A cruz é o símbolo e o sinal do cristão, porque nela se consumou a Redenção do mundo. O senhor empregou a expressão “tomar a cruz” para indicar qual deveria ser a atitude dos seus discípulos ante a dor e a contradição. A dor, nas suas diferentes manifestações, é uma realidade universal. É como se a dor derivasse da própria natureza humana. No entanto, a fé nos ensina que o sofrimento penetrou no mundo pelo pecado. Deus tinha preservado o homem da dor por um ato de bondade infinita. Mas o pecado de Adão, transmitido aos seus descendentes, alterou os planos divinos e entraram no mundo a dor e a morte. A vontade de Deus, o seu desejo prazeroso, é que sejamos felizes. Deus não quer, nem deseja, que soframos os golpes, aleatórios ou não, desta vida. Mas Ele permite que eles aconteçam, porque, se agisse de outro modo, bloquearia nossa natureza e condição humana. Filhos de um Deus de misericórdia, podemos, na vida, vencer a angústia da dor e da morte, pois o Senhor assumiu o sofrimento, não só por meio das privações normais de qualquer ser humano (passou fome e sede, cansou-se no trabalho...), como sobretudo da sua Paixão e Morte na cruz e, assim, converteu as dores e penas desta vida num bem imenso. Além disso, todos nós somos chamados, mediante o sofrimento, a completar no nosso corpo a Paixão de Jesus. A fé nessa participação misteriosa da Cruz de Cristo dá-nos a certeza interior de que o homem que sofre completa o que falta aos sofrimentos de Cristo, e de que, na dimensão espiritual da obra da Redenção, serve, como Cristo, para a salvação dos seus irmãos e irmãs. Está nas nossas mãos colaborarmos generosamente com Cristo mediante a aceitação amorosa de todos os tipos de dor que Ele permite para a nossa santificação pessoal e de toda a Igreja. A dor ganha então todo o seu sentido e converte-nos em verdadeiros colaboradores do Senhor na obra da salvação das almas: completa-se a obra da nossa santificação.

A nossa união com Jesus Cristo neste mundo torna a vida terrena uma preparação para a vida do céu. Nossa vida na terra é um período de formação, no qual devemos aproveitar cada dia como se fosse o único, sabendo que nunca mais se repetirá.
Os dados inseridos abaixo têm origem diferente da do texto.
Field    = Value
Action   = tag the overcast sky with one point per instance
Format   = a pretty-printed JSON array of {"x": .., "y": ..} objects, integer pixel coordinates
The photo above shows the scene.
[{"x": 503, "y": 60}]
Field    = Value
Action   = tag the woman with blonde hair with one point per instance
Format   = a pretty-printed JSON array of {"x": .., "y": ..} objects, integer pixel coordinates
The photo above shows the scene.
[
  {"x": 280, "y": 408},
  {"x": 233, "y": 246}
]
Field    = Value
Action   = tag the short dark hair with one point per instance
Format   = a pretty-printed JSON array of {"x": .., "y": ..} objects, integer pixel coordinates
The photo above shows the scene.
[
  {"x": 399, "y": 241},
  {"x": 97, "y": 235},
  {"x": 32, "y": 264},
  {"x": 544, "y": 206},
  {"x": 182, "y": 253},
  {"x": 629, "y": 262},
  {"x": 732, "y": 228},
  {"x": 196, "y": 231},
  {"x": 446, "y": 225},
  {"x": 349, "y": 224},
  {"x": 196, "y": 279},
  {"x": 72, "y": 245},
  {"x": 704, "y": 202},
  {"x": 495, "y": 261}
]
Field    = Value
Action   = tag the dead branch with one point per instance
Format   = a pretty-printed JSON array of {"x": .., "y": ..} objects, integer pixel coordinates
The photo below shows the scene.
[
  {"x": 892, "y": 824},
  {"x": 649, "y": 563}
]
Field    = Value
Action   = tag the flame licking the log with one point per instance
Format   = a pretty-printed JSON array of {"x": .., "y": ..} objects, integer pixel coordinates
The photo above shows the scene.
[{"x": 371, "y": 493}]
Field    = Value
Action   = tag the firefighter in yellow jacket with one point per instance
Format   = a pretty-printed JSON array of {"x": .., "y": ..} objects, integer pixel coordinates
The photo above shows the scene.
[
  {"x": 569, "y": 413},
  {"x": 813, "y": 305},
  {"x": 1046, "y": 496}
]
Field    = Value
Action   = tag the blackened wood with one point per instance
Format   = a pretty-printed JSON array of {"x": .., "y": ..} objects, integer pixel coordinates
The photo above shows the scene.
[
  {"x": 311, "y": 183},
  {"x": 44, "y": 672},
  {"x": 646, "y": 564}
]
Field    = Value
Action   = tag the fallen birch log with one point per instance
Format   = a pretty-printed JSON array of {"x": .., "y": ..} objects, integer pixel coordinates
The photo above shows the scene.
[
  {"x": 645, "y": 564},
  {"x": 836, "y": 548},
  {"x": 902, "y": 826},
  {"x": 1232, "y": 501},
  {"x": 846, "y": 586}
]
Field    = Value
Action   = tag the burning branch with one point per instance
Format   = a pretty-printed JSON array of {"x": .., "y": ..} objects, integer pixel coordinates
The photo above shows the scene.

Não deixemos escapar estes dias que nos faltam para chegarmos ao fim do caminho. Devemos sempre nos lembrar de vivermos desprendidos dos bens que usamos, porque dentro de um tempo teremos de deixá-los; levaremos conosco, para sempre, somente o mérito das nossas boas obras. A incerteza do momento do nosso encontro definitivo com Deus anima-nos a estar vigilantes para podermos nos apresentar diante do Senhor com as mãos cheias de serviços prestados para a construção do Seu Reino.

Quando uma vida chega ao seu fim, não podemos pensar só numa vela que se consumiu, mas numa tapeçaria que se acabou de tecer. Tapeçaria que nós vemos pelo avesso, cheia de fios soltos e em que só se pode observar uma figura sem contornos. O nosso Pai-Deus irá contemplá-la pelo lado certo, e sorrirá e ficará feliz com a obra acabada, resultado de termos aproveitado bem o tempo todos os dias, hora a hora, minuto a minuto.

Cristo nos espera com os braços abertos. A pessoa que se decide por Cristo encontrará, por causa exatamente da morte e ressurreição de Jesus, o pleno amor e a infinita felicidade.

A vitória de Cristo sobre a morte nos faz com ele reviver. Eu sou — afirmou o Mestre — a ressurreição e a vida; o que crê em mim, ainda que esteja morto, viverá; e todo o que vive e crê em mim não morrerá eternamente. O dia da nossa morte passa a ser o dia do nosso nascimento para uma nova Vida, para uma felicidade sem fim, o dia em que radiantes poderemos contemplar o rosto de Jesus face a face. Então nos lembraremos da verdade que nos recorda o Apocalipse: “Bem-aventurados os mortos que morrem no Senhor. De hoje em diante, diz o Espírito, que descansem dos seus trabalhos, porque suas obras os acompanham” (Ap 14,13).